I think bringing DD into this will fail if I try to make it “too much.” Even weekly is probably too much in terms of reporting/checking in. But, maybe a monthly session where I have to show some actual progress on each of the concrete tasks I set out, with failure leading to however many spankings she feels are appropriate?
Anyway, I’m still tinkering with the precise proposal, and if she doesn’t seem truly motivated to pursue it, I will drop it entirely and go back to a more traditional set of resolutions and hope for the best. But, I do think that given my track record of settling back into a comfortable state of inertia, things are going to be different in 2024 only if there is a step-change in the consistency of discipline in the relationship. I've posted many of these New Years memes over the years, but this one probably sums it up best:
I do fee like one area in which 2023 improved a lot over 2022 was Anne stepping up to some serious scoldings that reflected things she saw as important, whether I agreed or not. But, I think we both recognize that there wasn't always follow-through on things that weren't huge fails but have been chronic annoyances. Anne and I have talked several times about how much better it would be if there was a really solid, dependable connection in her mind between, "He's really annoying me" and "He just earned a spanking and I'm going to give it to him right now."
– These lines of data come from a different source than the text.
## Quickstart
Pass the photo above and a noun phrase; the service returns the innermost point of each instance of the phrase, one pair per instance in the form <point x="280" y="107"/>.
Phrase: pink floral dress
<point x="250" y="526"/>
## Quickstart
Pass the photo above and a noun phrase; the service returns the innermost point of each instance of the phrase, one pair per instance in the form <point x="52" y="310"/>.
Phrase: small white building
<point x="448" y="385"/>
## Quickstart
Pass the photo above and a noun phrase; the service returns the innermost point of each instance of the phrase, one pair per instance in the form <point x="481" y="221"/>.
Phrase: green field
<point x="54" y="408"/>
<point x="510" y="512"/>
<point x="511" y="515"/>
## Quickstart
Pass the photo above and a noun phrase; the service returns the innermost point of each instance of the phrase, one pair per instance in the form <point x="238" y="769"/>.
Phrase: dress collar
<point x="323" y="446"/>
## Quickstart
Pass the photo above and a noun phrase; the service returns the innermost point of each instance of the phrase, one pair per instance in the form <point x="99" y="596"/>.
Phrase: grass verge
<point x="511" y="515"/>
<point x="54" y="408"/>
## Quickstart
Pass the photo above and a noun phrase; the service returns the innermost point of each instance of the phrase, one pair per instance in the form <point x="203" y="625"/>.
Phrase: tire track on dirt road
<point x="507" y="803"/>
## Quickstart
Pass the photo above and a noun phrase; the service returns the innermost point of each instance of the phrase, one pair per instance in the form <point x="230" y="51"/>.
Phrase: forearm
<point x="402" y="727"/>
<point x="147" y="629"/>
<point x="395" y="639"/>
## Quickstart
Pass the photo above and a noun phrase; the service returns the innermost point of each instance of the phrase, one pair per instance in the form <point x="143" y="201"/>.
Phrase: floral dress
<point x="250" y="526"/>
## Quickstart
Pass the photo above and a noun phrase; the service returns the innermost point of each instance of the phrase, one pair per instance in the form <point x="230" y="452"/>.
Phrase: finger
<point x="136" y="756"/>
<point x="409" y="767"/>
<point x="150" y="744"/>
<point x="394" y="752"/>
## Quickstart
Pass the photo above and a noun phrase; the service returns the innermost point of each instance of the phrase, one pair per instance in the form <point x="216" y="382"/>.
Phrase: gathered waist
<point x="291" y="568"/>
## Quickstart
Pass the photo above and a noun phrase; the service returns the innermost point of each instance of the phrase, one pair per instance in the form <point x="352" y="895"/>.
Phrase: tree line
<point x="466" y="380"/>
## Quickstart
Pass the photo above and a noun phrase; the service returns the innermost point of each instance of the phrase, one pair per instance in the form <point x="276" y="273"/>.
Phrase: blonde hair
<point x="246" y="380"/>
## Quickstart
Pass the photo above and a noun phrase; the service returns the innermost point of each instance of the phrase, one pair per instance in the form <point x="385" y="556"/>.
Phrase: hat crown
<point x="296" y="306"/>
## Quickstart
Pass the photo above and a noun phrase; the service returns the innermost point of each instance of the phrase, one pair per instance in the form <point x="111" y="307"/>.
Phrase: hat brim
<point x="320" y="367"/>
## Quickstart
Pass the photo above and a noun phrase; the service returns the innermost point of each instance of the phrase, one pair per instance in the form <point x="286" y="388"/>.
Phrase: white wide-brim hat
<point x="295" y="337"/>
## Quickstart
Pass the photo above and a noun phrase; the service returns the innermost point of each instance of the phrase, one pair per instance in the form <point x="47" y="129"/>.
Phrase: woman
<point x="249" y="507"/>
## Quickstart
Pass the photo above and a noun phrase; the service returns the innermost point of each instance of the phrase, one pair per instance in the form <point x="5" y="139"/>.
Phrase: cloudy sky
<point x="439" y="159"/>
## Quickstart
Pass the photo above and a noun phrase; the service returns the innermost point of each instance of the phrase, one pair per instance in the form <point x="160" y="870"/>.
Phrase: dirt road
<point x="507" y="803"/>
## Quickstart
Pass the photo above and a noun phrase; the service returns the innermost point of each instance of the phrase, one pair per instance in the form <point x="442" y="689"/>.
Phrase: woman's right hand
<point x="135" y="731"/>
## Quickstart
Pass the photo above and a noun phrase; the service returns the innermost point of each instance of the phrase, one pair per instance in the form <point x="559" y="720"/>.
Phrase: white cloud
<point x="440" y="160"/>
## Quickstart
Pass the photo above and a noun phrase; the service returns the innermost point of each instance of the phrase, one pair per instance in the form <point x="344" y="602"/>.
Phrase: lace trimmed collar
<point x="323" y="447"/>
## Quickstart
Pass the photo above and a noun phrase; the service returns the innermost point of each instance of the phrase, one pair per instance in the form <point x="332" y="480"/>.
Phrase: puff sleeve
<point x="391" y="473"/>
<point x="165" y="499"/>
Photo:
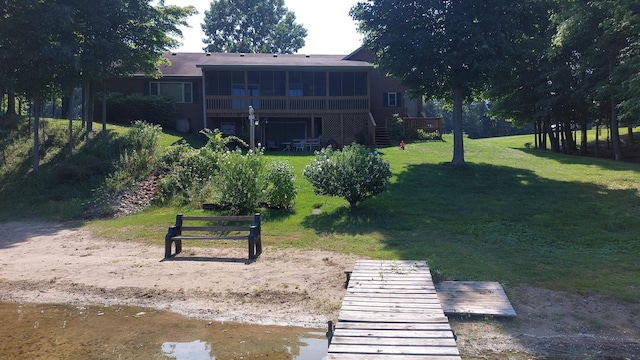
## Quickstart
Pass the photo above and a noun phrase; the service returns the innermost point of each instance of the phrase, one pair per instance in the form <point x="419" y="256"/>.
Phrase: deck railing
<point x="268" y="104"/>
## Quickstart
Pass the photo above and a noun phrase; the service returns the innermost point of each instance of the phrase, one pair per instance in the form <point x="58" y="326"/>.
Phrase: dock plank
<point x="391" y="311"/>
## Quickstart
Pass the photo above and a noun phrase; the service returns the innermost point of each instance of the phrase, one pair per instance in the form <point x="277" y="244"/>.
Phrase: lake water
<point x="53" y="331"/>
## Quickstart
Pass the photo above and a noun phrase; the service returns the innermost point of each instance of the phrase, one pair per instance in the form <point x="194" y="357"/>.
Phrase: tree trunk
<point x="70" y="100"/>
<point x="615" y="132"/>
<point x="104" y="107"/>
<point x="11" y="104"/>
<point x="597" y="139"/>
<point x="553" y="139"/>
<point x="36" y="130"/>
<point x="583" y="138"/>
<point x="458" y="136"/>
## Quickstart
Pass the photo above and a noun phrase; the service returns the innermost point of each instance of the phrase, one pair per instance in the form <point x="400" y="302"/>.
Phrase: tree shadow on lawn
<point x="588" y="160"/>
<point x="486" y="222"/>
<point x="14" y="232"/>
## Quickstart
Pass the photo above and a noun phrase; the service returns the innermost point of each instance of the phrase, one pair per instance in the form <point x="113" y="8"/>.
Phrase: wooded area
<point x="48" y="49"/>
<point x="557" y="64"/>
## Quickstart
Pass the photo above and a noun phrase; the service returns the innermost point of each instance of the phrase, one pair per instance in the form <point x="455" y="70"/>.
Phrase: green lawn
<point x="513" y="215"/>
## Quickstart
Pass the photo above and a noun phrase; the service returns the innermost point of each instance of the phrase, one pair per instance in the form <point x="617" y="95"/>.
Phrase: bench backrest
<point x="253" y="219"/>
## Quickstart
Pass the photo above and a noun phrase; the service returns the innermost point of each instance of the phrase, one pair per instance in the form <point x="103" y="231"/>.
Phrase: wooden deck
<point x="391" y="311"/>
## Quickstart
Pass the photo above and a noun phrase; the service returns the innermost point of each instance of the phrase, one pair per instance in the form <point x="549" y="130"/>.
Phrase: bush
<point x="433" y="135"/>
<point x="239" y="183"/>
<point x="396" y="131"/>
<point x="355" y="173"/>
<point x="281" y="191"/>
<point x="186" y="173"/>
<point x="138" y="157"/>
<point x="123" y="109"/>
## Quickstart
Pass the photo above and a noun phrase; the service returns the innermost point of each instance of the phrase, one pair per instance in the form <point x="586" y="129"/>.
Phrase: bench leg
<point x="252" y="247"/>
<point x="168" y="241"/>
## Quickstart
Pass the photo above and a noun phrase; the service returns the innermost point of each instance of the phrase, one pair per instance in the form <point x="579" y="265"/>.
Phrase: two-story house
<point x="335" y="98"/>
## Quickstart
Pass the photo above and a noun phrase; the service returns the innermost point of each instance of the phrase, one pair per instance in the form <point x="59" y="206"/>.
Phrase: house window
<point x="180" y="92"/>
<point x="392" y="99"/>
<point x="228" y="128"/>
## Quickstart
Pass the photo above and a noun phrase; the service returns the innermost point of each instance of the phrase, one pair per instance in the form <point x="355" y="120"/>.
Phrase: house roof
<point x="191" y="64"/>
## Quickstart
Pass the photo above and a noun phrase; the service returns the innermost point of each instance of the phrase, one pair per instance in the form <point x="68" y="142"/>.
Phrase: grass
<point x="514" y="215"/>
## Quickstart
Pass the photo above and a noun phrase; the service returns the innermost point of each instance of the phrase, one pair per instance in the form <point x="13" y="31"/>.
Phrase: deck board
<point x="391" y="311"/>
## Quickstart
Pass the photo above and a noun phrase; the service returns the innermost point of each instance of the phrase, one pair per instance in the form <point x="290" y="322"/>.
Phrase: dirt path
<point x="56" y="262"/>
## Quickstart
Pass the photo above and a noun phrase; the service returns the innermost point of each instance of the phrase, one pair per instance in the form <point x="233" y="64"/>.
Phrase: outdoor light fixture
<point x="253" y="122"/>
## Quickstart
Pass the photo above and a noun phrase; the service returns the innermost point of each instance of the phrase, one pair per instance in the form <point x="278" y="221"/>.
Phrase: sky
<point x="330" y="29"/>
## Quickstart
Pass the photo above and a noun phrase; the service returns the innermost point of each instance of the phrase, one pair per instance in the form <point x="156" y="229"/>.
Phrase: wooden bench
<point x="221" y="229"/>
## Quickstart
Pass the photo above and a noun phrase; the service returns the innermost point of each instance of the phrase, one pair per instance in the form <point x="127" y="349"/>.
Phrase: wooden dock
<point x="391" y="311"/>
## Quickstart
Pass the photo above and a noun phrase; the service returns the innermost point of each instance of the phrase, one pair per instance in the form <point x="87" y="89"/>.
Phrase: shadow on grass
<point x="485" y="222"/>
<point x="568" y="159"/>
<point x="15" y="232"/>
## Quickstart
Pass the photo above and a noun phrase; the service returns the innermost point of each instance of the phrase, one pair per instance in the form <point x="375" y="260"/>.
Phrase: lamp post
<point x="252" y="128"/>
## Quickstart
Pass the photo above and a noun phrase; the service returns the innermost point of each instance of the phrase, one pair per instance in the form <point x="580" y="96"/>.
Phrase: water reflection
<point x="52" y="331"/>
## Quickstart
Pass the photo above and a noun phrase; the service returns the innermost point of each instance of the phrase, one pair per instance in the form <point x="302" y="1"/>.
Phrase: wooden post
<point x="329" y="333"/>
<point x="348" y="277"/>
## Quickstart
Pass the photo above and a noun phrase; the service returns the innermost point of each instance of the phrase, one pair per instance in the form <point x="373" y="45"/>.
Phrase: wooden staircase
<point x="382" y="137"/>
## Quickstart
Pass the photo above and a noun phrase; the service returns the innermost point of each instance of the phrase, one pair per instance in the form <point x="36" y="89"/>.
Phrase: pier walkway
<point x="391" y="311"/>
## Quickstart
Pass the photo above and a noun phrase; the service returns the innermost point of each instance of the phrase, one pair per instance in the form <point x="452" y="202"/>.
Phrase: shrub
<point x="123" y="109"/>
<point x="396" y="131"/>
<point x="281" y="191"/>
<point x="433" y="135"/>
<point x="138" y="157"/>
<point x="355" y="173"/>
<point x="238" y="184"/>
<point x="185" y="173"/>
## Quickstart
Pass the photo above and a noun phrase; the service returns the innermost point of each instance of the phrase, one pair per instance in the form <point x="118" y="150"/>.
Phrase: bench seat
<point x="215" y="232"/>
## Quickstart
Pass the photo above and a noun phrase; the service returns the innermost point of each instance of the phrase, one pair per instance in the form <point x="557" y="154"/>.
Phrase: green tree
<point x="252" y="26"/>
<point x="600" y="38"/>
<point x="52" y="46"/>
<point x="446" y="49"/>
The thing about our DD in 2023 that was challenging, for me, and that made the whole thing more "real" than in past years was that, as I said, she seemed increasingly willing to exert control over things that she saw as problems.
Getting scolded and/or spanked when I didn't really agree with the premise was a major ego blow, but that is precisely why those incidents felt like the biggest stimuli for personal growth, for both of us. Again, the only thing lacking as consistency.
ds
For the ladies (one of my 2024 resolutions IS to get some of them commenting again), do you have anything in particular you want your husband to improve on in 2024? Any specific goals you expect him to hit? What are your thoughts on providing him some DD or FLR-oriented motivation to do that?